The tireless anti-violence advocate has penned a memoir called Because I Love Him about her harrowing personal journey from domestic violence to empowerment.

She said while the title of the book may shock people, domestic violence was a complicated issue.

"We were sitting in the dock in court and the judge looked at me and said why are you with this man?" she said.

"And I said it was because I love him. But it was the first time I questioned why I was with him because people never ask you that question.

"You don't want to end the relationship because a lot of the relationship is good, you just want the violence to stop."

Ms Donohue said she wrote the book to highlight how disturbingly common domestic violence is in Australia and how it's often shrouded in silence.

The chair of Warringa Baiya Aboriginal Women's Legal Service hopes by sharing her story she is breaking the misconception that victims are alone in their experiences.

"What I want this book to do is land in the right hands so that people can understand how ugly and scary and awful domestic violence is.
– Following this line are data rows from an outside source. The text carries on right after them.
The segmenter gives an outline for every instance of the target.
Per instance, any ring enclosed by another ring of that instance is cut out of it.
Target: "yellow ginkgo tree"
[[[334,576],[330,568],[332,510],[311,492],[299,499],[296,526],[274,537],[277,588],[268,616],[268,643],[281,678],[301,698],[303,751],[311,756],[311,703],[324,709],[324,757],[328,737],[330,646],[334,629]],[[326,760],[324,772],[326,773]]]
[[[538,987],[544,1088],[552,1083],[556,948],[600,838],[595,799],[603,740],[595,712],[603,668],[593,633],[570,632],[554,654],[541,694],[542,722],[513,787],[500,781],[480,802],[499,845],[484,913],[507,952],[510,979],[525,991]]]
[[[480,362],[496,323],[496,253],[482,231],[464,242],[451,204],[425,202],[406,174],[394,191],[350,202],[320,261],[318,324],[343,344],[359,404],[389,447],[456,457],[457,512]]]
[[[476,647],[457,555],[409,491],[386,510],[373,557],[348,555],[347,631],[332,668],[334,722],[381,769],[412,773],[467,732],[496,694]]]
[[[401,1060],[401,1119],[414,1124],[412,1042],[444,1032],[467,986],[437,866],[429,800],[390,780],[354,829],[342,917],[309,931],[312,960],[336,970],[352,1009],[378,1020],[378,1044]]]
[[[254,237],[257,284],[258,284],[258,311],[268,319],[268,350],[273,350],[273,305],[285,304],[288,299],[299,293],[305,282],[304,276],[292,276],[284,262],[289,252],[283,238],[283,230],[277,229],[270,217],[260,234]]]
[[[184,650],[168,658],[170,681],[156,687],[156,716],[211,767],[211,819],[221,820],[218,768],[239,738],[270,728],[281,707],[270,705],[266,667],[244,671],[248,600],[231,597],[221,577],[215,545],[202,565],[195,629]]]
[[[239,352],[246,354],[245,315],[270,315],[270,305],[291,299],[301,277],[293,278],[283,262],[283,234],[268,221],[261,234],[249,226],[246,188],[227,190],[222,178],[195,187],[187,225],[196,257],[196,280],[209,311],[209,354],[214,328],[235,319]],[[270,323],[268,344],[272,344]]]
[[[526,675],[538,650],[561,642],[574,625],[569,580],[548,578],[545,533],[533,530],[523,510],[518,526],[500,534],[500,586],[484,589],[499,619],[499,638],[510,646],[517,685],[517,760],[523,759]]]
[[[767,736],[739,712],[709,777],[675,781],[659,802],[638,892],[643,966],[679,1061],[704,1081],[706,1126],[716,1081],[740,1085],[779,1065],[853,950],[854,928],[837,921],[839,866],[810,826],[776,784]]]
And that being hit once is too many times," she told the National Indigenous Times.

"There were numerous times when I went back.

"There are many reasons why women stay, and it wasn't any of the reasons you hear in the media."

The recipient of the University of Technology Sydney Human Rights Reconciliation Award said domestic violence doesn't discriminate.

She said violence against women is a serious and widespread problem in Australia.

"It doesn't matter if you are black, white or brindle," she said.

"It doesn't matter how good your shoes are or how much money you earn, it doesn't matter.

"It happens in every town."

According to the Australian Institute of Criminology, First Nations women are eight times more likely than non-Indigenous women to be murdered.

First Nations women will also experience more sexual violence, hospitalisation and significant health impacts from domestic violence than non-Indigenous women.

Ms Donohue, who has delivered a speech at the United Nations Commission on the Status of Women forums in New York, said domestic violence should no longer be a taboo subject.

"You can believe some of the big CEOs are victims of domestic violence but they're not going to out anyone," she said.

"Women aren't going to access help because of shame because if it gets around the office, she's in a domestic relationship that could ruin someone's career.

"So that taboo stuff is still there unless you're in that space talking about it."

The 55-year-old said it was disheartening that only a fraction of domestic violence incidents made headline news.

She said through platforms like social media, a handful of individuals were shedding light on this issue by documenting every tragic outcome of domestic violence.

"For every story that makes the news there are 20 that don't," she said.

"How many times do you see an Aboriginal woman on the news headlining a domestic violence incident?

"But it's crucial that personal narratives, like mine, are shared widely in a collective effort to dismantle the barriers of silence and stigma, fostering a community where survivors can find solace, support, and strength in solidarity."

Ashlee Donohue's memoir Because I Love Him, published by Magabala Books is on sale from 1 May 2024.